Paul M.J. Berghuis 1,2, Carlijn Lammers1,3, Max Rietkerk2, Johan van de Koppel3,4, Tjisse van der Heide1,3,Valérie C. Reijers5, Angeles G. Mayor6
1Department of Coastal Systems, Royal Netherlands Institute for Sea Research, the Netherlands;
2 Copernicus Institute of Sustainable Development, Utrecht University, The Netherlands;
3 Groningen Institute for Evolutionary Life Sciences, University of Groningen, The Netherlands
4 Department of Estuarine and Delta Systems, NIOZ Royal Netherlands Institute for Sea Research, The Netherlands
5 Department of Physical Geography, Utrecht University, The Netherlands
6 Department of Biodiversity, Ecology and Evolution, Universidad Complutense de Madrid, Spain
* Corresponding author: paul.berghuis@nioz.nl
Introduction
Coastal dunes systems are worldwide threatened by enforced erosion, due to climate change induced sea level rise and increased storm frequency. For these systems to persist, timely recovery from disturbance is essential. These ecosystems occur in harsh environments with limited fresh water, and physical stress of waves and wind. Dune grasses escape these conditions by trapping sediment, forming dunes as their density and patch size increases. This bio-geomorphic feedback enables vegetation to rapidly build dunes, but the self-facilitating component makes dune grasses vulnerable at an early stage.
Objective and Methods
How new established patches, crucial in recovery, will perform under the varying effects of climate change remains underexplored. In this study we investigate the effect of a experimental compound drought and heatwave (CDHW) event on the growth of a pioneer dune grass.
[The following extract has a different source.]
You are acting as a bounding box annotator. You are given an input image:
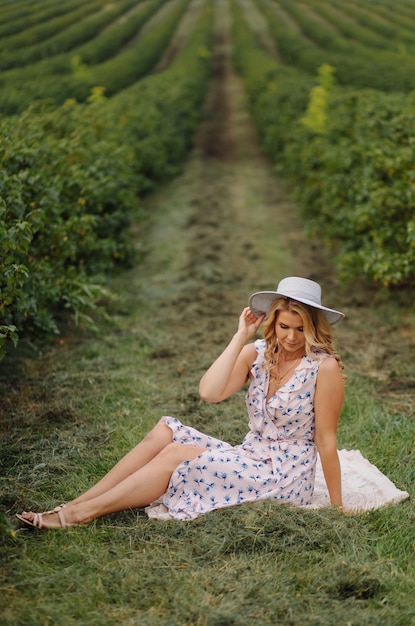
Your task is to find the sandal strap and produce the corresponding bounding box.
[56,507,68,528]
[32,513,43,528]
We conducted a 4-week manipulative field experiment on the Dutch barrier island of Schiermonnikoog. In this full-factorial experiment we crossed small establishing patches of Elytrigia juncea with larger established patches growing in ambient conditions or under a greenhouse structure simulating a CDHW event.
Results
Both patch sizes of E. juncea did not show any plant decline in response to the CDHW treatment. On the contrary an increased growth was observed, most evident in the form of elongated shoots. Soil moisture content was found independent of patch size, but abundant underneath all patches. This availability of freshwater mitigated the drought effects of the CDHW treatment. Moreover, instead of amplifying drought effects, the increased temperatures could now promote plant growth. The occurrence of soil moisture to buffer drought effects on establishing dune grass patches and the role herein of bio-geomorphic feedbacks is something to be further explored.